John Constantine (Keanu Reeves) has a problem. He has terminal lung cancer from smoking 30 cigarettes a day since he was 15, but that's not his problem. His problem is that when he dies, he is destined to go to a place that has no pearly gates and no singing choirs. His "good works" on Earth, such as sending demonic "half-breeds" back to where they belong, are getting him nowhere because he committed a mortal sin (murder, but it isn't as simple as that) and has lived a rotten, selfish life.

Supernatural trouble is brewing, too. Full-blooded demons, supposedly incapable of entering our plane of existence, are showing up in alarming numbers, indicating that something major and unpleasant is on the horizon.

By a combination of chance and ghostly intervention, Constantine crosses paths with police detective Angela Dodson (Rachel Weisz), whose twin sister, Isabel, is dead in an apparent suicide. But Angela doesn't believe that Isabel, a devout Catholic, could have killed herself.

With no evidence to prove that Isabel was murdered, Angela turns to Constantine for help, and he promptly tells her to get lost. That is, until he learns that some of those demons that aren't supposed to be here are after her.

Constantine's investigation takes him into a supernatural underworld. We meet his faithful "chauffeur," Chas (Shia LaBeouf); Papa Midnight (Djimon Hounsou), the proprietor of a bar where demonic types can meet on neutral ground; and other colorful characters. The most memorable of the lot are Tilda Swinton ("Orlando") as the angelic half-breed Gabriel, who tells Constantine in no uncertain terms that he isn't getting into Heaven, and Peter Stormare, who plays a wonderfully repulsive Lucifer.

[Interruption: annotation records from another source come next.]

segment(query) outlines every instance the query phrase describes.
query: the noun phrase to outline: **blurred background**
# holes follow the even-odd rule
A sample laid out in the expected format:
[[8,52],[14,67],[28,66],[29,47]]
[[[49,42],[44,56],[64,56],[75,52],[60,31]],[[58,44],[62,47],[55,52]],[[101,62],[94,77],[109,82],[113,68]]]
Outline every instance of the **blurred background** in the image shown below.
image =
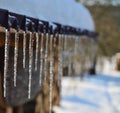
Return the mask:
[[[47,0],[43,2],[26,0],[25,3],[21,0],[12,1],[13,3],[0,0],[0,8],[49,22],[80,27],[85,33],[94,31],[98,33],[98,37],[67,34],[67,38],[64,35],[66,42],[64,40],[64,44],[61,45],[60,53],[54,48],[56,67],[53,67],[57,77],[60,74],[58,67],[61,65],[59,54],[63,55],[63,65],[62,71],[60,70],[61,80],[59,81],[60,78],[56,76],[53,80],[52,111],[49,110],[52,104],[49,95],[49,66],[47,81],[43,81],[42,87],[37,87],[39,89],[36,91],[37,95],[30,100],[27,98],[22,105],[4,104],[1,85],[0,113],[120,113],[120,0],[73,0],[77,4],[76,12],[72,0],[53,1],[57,5]],[[3,37],[3,34],[0,36]],[[21,80],[23,79],[24,77]],[[37,84],[38,80],[36,78],[33,81]],[[61,84],[58,84],[58,81]],[[26,81],[25,85],[28,85]],[[32,89],[34,92],[35,88]],[[11,90],[14,92],[14,88]],[[22,91],[27,95],[27,90]],[[20,93],[18,95],[21,97]],[[16,96],[16,93],[14,95]],[[13,100],[16,99],[14,95]],[[21,100],[24,101],[24,98],[26,97],[21,97]],[[11,102],[12,99],[7,101]]]

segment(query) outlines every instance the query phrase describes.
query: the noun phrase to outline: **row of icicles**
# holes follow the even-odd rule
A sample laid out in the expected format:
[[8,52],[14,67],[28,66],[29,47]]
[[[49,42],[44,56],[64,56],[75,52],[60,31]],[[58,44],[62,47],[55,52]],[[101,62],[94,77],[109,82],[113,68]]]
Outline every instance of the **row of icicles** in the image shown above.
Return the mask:
[[[76,56],[79,54],[79,37],[78,36],[68,36],[63,34],[50,35],[48,33],[41,33],[41,38],[39,36],[40,33],[35,33],[36,38],[36,47],[35,47],[35,67],[33,67],[33,33],[29,32],[29,83],[28,83],[28,98],[31,98],[31,78],[32,78],[32,68],[39,71],[39,85],[42,84],[42,75],[44,75],[44,81],[47,78],[47,68],[48,68],[48,57],[50,59],[50,67],[49,67],[49,75],[50,75],[50,113],[52,112],[52,91],[53,91],[53,77],[54,77],[54,50],[53,47],[58,47],[58,85],[61,87],[61,78],[63,76],[63,60],[64,53],[68,52],[68,73],[71,74],[71,56]],[[44,36],[46,36],[45,43],[43,42]],[[59,43],[56,45],[56,39],[59,38]],[[73,52],[69,49],[69,39],[74,39],[74,46],[72,46]],[[40,41],[41,40],[41,41]],[[39,41],[40,46],[39,47]],[[23,32],[23,68],[26,68],[26,32]],[[18,50],[19,50],[19,33],[15,32],[15,43],[14,43],[14,87],[17,87],[17,66],[18,66]],[[50,55],[48,56],[48,51]],[[40,55],[39,55],[40,53]],[[72,53],[72,54],[71,54]],[[6,30],[5,33],[5,55],[4,55],[4,97],[6,97],[6,78],[8,71],[8,59],[9,59],[9,31]],[[40,56],[40,61],[38,61],[38,57]],[[44,62],[43,62],[44,59]],[[38,68],[38,62],[40,62],[40,67]]]

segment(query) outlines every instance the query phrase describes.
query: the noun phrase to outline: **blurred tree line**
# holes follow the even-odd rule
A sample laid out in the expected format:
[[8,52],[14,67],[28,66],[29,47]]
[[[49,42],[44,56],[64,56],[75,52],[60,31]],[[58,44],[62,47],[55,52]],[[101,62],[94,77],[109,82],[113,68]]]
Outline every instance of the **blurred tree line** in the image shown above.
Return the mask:
[[[106,1],[111,3],[113,0]],[[107,5],[85,4],[93,16],[96,31],[99,33],[98,54],[104,56],[112,56],[120,52],[120,5],[110,3]]]

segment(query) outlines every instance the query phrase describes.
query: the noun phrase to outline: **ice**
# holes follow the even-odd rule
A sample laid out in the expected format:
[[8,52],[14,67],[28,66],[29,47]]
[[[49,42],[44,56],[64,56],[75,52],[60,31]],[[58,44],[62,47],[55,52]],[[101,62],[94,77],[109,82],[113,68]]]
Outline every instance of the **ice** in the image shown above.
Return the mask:
[[17,79],[18,44],[19,44],[19,36],[18,36],[18,32],[15,32],[15,47],[14,47],[14,86],[15,87],[16,87],[16,79]]
[[6,78],[7,78],[7,71],[8,71],[8,52],[9,52],[9,37],[8,37],[8,30],[5,31],[5,56],[4,56],[4,97],[6,97]]

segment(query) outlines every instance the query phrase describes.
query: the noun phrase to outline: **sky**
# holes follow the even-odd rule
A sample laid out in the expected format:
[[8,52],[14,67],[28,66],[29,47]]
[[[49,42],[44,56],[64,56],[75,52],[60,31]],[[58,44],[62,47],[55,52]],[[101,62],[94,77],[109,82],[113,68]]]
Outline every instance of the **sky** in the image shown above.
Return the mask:
[[95,4],[95,2],[99,2],[102,5],[106,5],[108,3],[116,6],[116,5],[120,5],[120,0],[80,0],[80,2],[82,3],[87,3],[88,5],[93,5]]

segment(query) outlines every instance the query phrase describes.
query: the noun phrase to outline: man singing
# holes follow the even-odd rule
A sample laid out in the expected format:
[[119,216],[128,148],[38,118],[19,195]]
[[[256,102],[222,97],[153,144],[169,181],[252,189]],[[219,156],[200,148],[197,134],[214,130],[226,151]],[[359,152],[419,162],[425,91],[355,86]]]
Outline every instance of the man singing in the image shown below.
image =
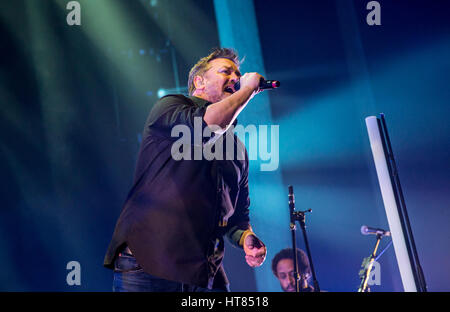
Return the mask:
[[[168,95],[154,105],[134,183],[104,259],[104,266],[114,269],[114,291],[229,291],[224,236],[243,248],[249,266],[264,262],[266,247],[249,220],[247,152],[230,135],[236,117],[259,92],[261,78],[241,76],[236,52],[216,49],[191,69],[189,97]],[[222,136],[222,146],[232,140],[234,157],[174,159],[173,127],[187,126],[195,136],[194,124],[201,124],[202,133],[210,128],[216,141]],[[201,137],[182,152],[194,153],[212,140]]]

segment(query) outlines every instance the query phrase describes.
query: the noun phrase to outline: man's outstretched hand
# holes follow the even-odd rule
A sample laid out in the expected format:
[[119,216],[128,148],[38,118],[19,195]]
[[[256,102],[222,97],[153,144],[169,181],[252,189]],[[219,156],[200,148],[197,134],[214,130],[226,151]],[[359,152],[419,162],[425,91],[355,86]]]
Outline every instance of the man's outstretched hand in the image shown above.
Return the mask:
[[264,243],[253,234],[244,240],[245,261],[252,268],[258,267],[266,260],[267,249]]

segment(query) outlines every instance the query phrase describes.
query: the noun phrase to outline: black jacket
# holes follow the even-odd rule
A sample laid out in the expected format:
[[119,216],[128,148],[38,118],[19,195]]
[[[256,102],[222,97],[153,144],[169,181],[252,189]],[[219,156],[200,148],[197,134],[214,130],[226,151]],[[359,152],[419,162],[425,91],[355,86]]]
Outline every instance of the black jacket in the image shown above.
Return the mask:
[[[204,130],[208,104],[197,97],[169,95],[151,110],[134,185],[117,221],[104,266],[113,268],[120,248],[127,244],[144,271],[160,278],[211,288],[218,270],[223,272],[223,236],[228,235],[238,245],[243,231],[250,228],[245,147],[229,133],[222,136],[223,152],[226,141],[233,140],[234,160],[226,160],[225,155],[223,160],[175,160],[171,153],[173,143],[179,140],[171,136],[173,127],[184,125],[192,133],[194,127]],[[199,133],[195,135],[198,139]],[[195,156],[194,150],[208,144],[209,138],[201,142],[191,138],[191,155]],[[228,283],[226,276],[220,280]]]

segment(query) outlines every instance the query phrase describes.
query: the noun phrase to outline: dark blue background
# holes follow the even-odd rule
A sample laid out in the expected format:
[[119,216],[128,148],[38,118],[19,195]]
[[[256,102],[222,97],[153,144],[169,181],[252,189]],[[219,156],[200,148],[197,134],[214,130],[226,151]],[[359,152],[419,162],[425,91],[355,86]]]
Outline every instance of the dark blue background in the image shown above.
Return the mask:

The direction by first-timer Francis Lawrence isn't bad, and the acting is good enough, with Reeves finding comfort in a role that doesn't demand more than he can deliver.

Overall, "Constantine" is an entertaining supernatural thriller that unfolds like a 1940s detective story up until the end, when it resorts to action-movie cliches. Fortunately, Constantine's final solution to his and the world's problems is a bit more subtle and satisfying.